- Known for: Fassinger's model of gay and lesbian identity development

Academic background
- Alma mater: State University of New York Ohio State University

Academic work
- Institutions: University of Maryland John F. Kennedy University California State University, Stanislaus

= Ruth Fassinger =

American academic and educator

Ruth E. Fassinger is an American educator and academic. She is a professor emerita at the University of Maryland, College Park. She is known for the Fassinger's model of gay and lesbian identity development.

==Early life and education==
Ruth E. Fassinger completed her Bachelor of Arts and Master of Arts at the State University of New York in 1973 and 1978 respectively. She obtained her PhD from Ohio State University in 1987. Fassinger identifies as part of the LGBTQ community.

==Academic career==
Fassinger held academic appointments at several institutions.
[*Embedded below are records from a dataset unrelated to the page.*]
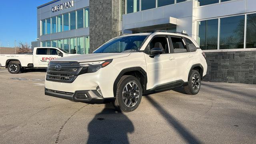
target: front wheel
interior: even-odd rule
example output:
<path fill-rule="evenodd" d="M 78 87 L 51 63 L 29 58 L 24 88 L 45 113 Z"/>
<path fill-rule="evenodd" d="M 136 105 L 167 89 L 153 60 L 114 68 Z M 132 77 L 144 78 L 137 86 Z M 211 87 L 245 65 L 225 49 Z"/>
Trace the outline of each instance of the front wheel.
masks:
<path fill-rule="evenodd" d="M 12 63 L 8 65 L 8 71 L 12 74 L 18 74 L 20 70 L 20 66 L 18 64 Z"/>
<path fill-rule="evenodd" d="M 117 84 L 115 108 L 124 112 L 130 112 L 138 106 L 142 97 L 142 89 L 140 82 L 131 76 L 122 76 Z"/>
<path fill-rule="evenodd" d="M 201 88 L 200 74 L 197 70 L 192 70 L 189 76 L 188 85 L 184 86 L 184 90 L 188 94 L 196 94 Z"/>

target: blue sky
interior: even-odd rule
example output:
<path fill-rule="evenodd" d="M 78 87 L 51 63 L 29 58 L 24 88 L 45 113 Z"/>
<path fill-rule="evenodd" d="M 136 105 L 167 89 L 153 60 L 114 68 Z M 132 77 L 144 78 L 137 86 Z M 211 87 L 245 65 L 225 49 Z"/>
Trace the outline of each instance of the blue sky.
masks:
<path fill-rule="evenodd" d="M 36 7 L 52 0 L 1 0 L 0 43 L 9 47 L 20 42 L 31 44 L 37 37 Z"/>

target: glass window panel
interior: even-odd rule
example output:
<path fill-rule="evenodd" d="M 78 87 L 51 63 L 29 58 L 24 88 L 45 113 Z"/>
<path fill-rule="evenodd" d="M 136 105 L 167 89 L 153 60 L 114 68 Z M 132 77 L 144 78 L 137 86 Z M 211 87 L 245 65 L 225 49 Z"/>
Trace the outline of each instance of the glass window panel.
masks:
<path fill-rule="evenodd" d="M 232 0 L 221 0 L 221 2 L 226 2 L 226 1 Z"/>
<path fill-rule="evenodd" d="M 45 42 L 42 42 L 41 43 L 41 46 L 42 47 L 46 47 L 46 43 Z"/>
<path fill-rule="evenodd" d="M 244 48 L 244 16 L 220 18 L 220 49 Z"/>
<path fill-rule="evenodd" d="M 56 33 L 56 17 L 54 16 L 51 18 L 52 19 L 52 33 Z"/>
<path fill-rule="evenodd" d="M 58 40 L 57 41 L 57 47 L 58 48 L 63 48 L 63 40 Z"/>
<path fill-rule="evenodd" d="M 158 0 L 158 7 L 166 6 L 169 4 L 174 4 L 174 0 Z"/>
<path fill-rule="evenodd" d="M 77 28 L 84 28 L 84 9 L 76 11 Z"/>
<path fill-rule="evenodd" d="M 76 29 L 76 12 L 70 13 L 70 30 Z"/>
<path fill-rule="evenodd" d="M 76 38 L 72 38 L 70 39 L 70 54 L 76 53 Z"/>
<path fill-rule="evenodd" d="M 57 48 L 57 40 L 52 41 L 52 47 Z"/>
<path fill-rule="evenodd" d="M 46 47 L 51 47 L 51 41 L 46 41 Z"/>
<path fill-rule="evenodd" d="M 46 34 L 51 33 L 51 19 L 46 19 Z"/>
<path fill-rule="evenodd" d="M 246 48 L 256 48 L 256 14 L 247 15 Z"/>
<path fill-rule="evenodd" d="M 68 13 L 63 14 L 63 31 L 69 30 L 69 16 Z"/>
<path fill-rule="evenodd" d="M 218 19 L 200 22 L 197 40 L 202 50 L 218 49 Z"/>
<path fill-rule="evenodd" d="M 63 40 L 63 49 L 67 52 L 70 52 L 69 40 L 69 39 L 68 39 Z"/>
<path fill-rule="evenodd" d="M 200 6 L 219 3 L 219 0 L 198 0 Z"/>
<path fill-rule="evenodd" d="M 60 52 L 55 48 L 50 48 L 50 55 L 58 55 L 58 54 L 59 52 Z"/>
<path fill-rule="evenodd" d="M 83 37 L 77 38 L 76 53 L 78 54 L 84 54 L 84 39 Z"/>
<path fill-rule="evenodd" d="M 177 3 L 186 2 L 186 0 L 177 0 Z"/>
<path fill-rule="evenodd" d="M 86 8 L 84 10 L 84 24 L 85 27 L 87 28 L 89 27 L 90 24 L 90 16 L 89 16 L 89 8 Z"/>
<path fill-rule="evenodd" d="M 85 54 L 88 54 L 90 52 L 90 37 L 85 37 Z"/>
<path fill-rule="evenodd" d="M 141 0 L 141 10 L 156 8 L 156 0 Z"/>
<path fill-rule="evenodd" d="M 125 0 L 121 0 L 120 2 L 120 21 L 122 21 L 123 14 L 125 14 Z"/>
<path fill-rule="evenodd" d="M 46 32 L 46 22 L 45 22 L 45 20 L 42 20 L 42 28 L 41 28 L 41 33 L 42 35 L 44 35 Z"/>
<path fill-rule="evenodd" d="M 140 0 L 127 0 L 127 14 L 140 11 Z"/>
<path fill-rule="evenodd" d="M 62 16 L 57 16 L 57 32 L 61 32 L 62 31 Z"/>

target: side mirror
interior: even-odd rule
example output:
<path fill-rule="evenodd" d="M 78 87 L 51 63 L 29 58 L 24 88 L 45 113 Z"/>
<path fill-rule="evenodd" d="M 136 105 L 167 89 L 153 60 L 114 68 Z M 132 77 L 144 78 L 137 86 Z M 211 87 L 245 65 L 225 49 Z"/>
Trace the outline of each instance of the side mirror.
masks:
<path fill-rule="evenodd" d="M 58 52 L 58 55 L 60 56 L 63 57 L 63 54 L 61 52 Z"/>
<path fill-rule="evenodd" d="M 154 58 L 157 55 L 162 54 L 163 53 L 163 50 L 158 48 L 154 48 L 150 50 L 149 56 L 150 58 Z"/>

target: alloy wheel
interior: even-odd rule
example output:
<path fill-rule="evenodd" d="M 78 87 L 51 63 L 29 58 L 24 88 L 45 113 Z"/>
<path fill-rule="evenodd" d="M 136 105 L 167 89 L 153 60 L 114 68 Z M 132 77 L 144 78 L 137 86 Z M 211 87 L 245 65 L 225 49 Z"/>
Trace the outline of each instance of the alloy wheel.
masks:
<path fill-rule="evenodd" d="M 200 86 L 200 78 L 197 74 L 195 74 L 192 77 L 192 87 L 194 90 L 197 91 Z"/>
<path fill-rule="evenodd" d="M 123 101 L 129 107 L 134 106 L 139 100 L 140 88 L 134 82 L 129 82 L 123 90 Z"/>
<path fill-rule="evenodd" d="M 10 71 L 12 72 L 14 72 L 18 70 L 18 67 L 14 64 L 12 64 L 9 68 L 9 69 Z"/>

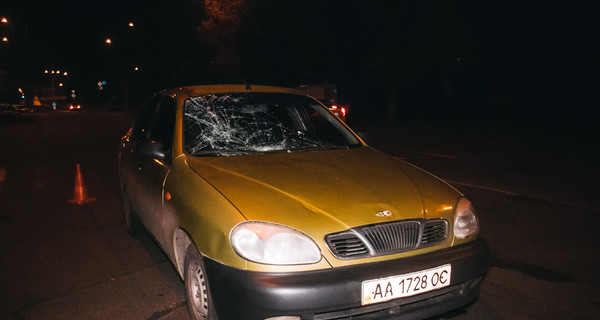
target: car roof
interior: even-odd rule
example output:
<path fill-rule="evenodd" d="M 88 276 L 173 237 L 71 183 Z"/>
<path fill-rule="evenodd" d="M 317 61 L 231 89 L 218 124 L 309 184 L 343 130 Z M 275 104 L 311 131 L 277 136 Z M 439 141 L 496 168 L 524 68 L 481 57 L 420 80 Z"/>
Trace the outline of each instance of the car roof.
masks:
<path fill-rule="evenodd" d="M 206 94 L 218 93 L 239 93 L 239 92 L 276 92 L 276 93 L 293 93 L 305 95 L 302 91 L 291 88 L 264 86 L 264 85 L 201 85 L 201 86 L 186 86 L 177 89 L 166 90 L 166 93 L 184 94 L 190 97 L 201 96 Z"/>

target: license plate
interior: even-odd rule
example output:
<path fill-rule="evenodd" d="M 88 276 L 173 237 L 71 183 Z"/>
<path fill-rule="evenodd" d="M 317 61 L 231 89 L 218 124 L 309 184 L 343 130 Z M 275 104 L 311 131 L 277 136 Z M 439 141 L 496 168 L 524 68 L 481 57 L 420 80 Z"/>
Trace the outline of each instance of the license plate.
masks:
<path fill-rule="evenodd" d="M 447 264 L 428 270 L 363 281 L 362 304 L 410 297 L 447 287 L 450 285 L 451 273 L 452 266 Z"/>

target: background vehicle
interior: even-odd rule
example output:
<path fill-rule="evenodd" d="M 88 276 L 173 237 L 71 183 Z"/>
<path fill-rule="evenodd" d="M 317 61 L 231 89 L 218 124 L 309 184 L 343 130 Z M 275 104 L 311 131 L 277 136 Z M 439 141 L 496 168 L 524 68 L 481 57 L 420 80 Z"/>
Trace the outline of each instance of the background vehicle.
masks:
<path fill-rule="evenodd" d="M 327 106 L 327 109 L 335 114 L 336 117 L 340 118 L 342 121 L 346 121 L 348 106 L 338 104 L 337 86 L 335 84 L 303 84 L 296 87 L 296 89 L 315 99 L 318 99 L 325 106 Z"/>
<path fill-rule="evenodd" d="M 39 114 L 36 108 L 23 105 L 0 105 L 0 118 L 5 120 L 37 120 Z"/>

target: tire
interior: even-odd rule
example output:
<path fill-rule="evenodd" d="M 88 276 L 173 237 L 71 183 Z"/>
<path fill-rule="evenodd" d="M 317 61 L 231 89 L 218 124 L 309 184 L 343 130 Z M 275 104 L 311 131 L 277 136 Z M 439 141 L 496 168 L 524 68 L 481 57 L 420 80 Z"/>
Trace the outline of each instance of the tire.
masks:
<path fill-rule="evenodd" d="M 202 256 L 191 244 L 185 255 L 185 296 L 192 320 L 216 320 Z"/>
<path fill-rule="evenodd" d="M 123 209 L 125 210 L 125 228 L 127 229 L 127 233 L 133 237 L 140 235 L 144 227 L 142 227 L 140 218 L 131 209 L 131 203 L 129 202 L 126 190 L 123 190 Z"/>

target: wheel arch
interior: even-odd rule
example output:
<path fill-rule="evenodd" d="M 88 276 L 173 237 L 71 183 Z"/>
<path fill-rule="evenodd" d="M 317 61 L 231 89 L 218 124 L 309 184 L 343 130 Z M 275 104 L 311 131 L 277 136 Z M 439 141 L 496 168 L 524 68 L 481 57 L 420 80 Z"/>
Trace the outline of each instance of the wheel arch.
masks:
<path fill-rule="evenodd" d="M 174 234 L 174 252 L 175 252 L 175 267 L 177 268 L 177 273 L 181 279 L 185 280 L 185 258 L 188 247 L 190 245 L 196 246 L 194 241 L 192 241 L 192 237 L 185 231 L 183 228 L 177 228 Z"/>

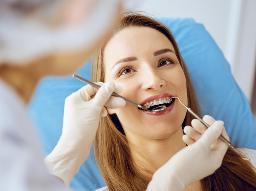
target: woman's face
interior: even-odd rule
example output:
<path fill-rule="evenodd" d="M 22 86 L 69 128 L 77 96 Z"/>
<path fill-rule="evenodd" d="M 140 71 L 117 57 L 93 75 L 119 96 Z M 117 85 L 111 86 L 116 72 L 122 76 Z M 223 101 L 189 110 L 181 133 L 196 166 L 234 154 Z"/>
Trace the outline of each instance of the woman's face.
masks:
<path fill-rule="evenodd" d="M 105 81 L 121 86 L 121 95 L 141 105 L 165 101 L 168 105 L 154 113 L 128 103 L 116 110 L 108 109 L 109 114 L 116 114 L 128 138 L 159 139 L 177 132 L 182 134 L 186 110 L 177 100 L 171 105 L 168 102 L 175 96 L 187 104 L 186 78 L 167 37 L 149 27 L 125 29 L 108 43 L 103 60 Z"/>

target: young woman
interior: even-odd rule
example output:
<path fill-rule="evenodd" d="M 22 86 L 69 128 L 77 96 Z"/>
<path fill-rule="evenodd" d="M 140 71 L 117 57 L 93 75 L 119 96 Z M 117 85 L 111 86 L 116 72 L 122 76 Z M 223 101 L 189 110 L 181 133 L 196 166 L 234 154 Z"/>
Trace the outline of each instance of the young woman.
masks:
<path fill-rule="evenodd" d="M 103 190 L 145 190 L 156 171 L 186 147 L 183 129 L 191 125 L 193 117 L 171 97 L 179 97 L 200 113 L 174 38 L 168 28 L 149 17 L 125 13 L 112 36 L 96 52 L 92 77 L 94 82 L 121 86 L 120 94 L 150 110 L 159 104 L 167 106 L 155 113 L 128 104 L 108 109 L 110 115 L 100 119 L 94 140 L 97 160 L 107 186 Z M 193 139 L 195 133 L 191 133 Z M 250 162 L 229 149 L 220 168 L 186 190 L 256 190 L 255 180 Z"/>

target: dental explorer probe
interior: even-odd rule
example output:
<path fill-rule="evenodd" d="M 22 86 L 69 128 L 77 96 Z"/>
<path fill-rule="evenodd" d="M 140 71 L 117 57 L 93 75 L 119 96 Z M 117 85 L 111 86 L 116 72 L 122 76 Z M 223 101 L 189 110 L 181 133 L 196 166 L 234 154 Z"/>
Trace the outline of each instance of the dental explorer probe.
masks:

She joined the University of Maryland, College Park in 1987 and worked there until 2016. She also served as dean of the College of Graduate and Professional Studies at John F. Kennedy University and the College of Education at California State University, Stanislaus. After her retirement from her regular position at the university in 2016, she became a professor emerita in the
Department of Counseling, Higher Education, and Special Education at the university.

Fassinger is a fellow of the Society of Counseling Psychology and served as its president. She became a fellow of the American Psychological Association (APA) in 1999. She held leadership roles in Division 17 (Society of Counseling Psychology) and Division 44 (Society for the Psychology of Sexual Orientation and Gender Diversity) of the APA and is a founding member of the APA Leadership Institute for Women in Psychology.

She is best known for the Fassinger's model of gay and lesbian identity development, first proposed in 1996 with Susan R. McCarn. The model conceptualizes identity formation as two parallel processes: individual sexual identity relating to one's internal awareness and acceptance of self, and group membership identity relating to one's role in the gay/lesbian community. In 1997, Fassinger and Brett A. Miller validated the theory with a group of diverse gay men. She was the co-author of the book The Intersection of Race, Class, and Gender in Multicultural Counseling published in 2001. She won the Early Career Scientist-Researcher Award from the American Psychological Association in 1997 for her research on counseling psychology and sexual identity.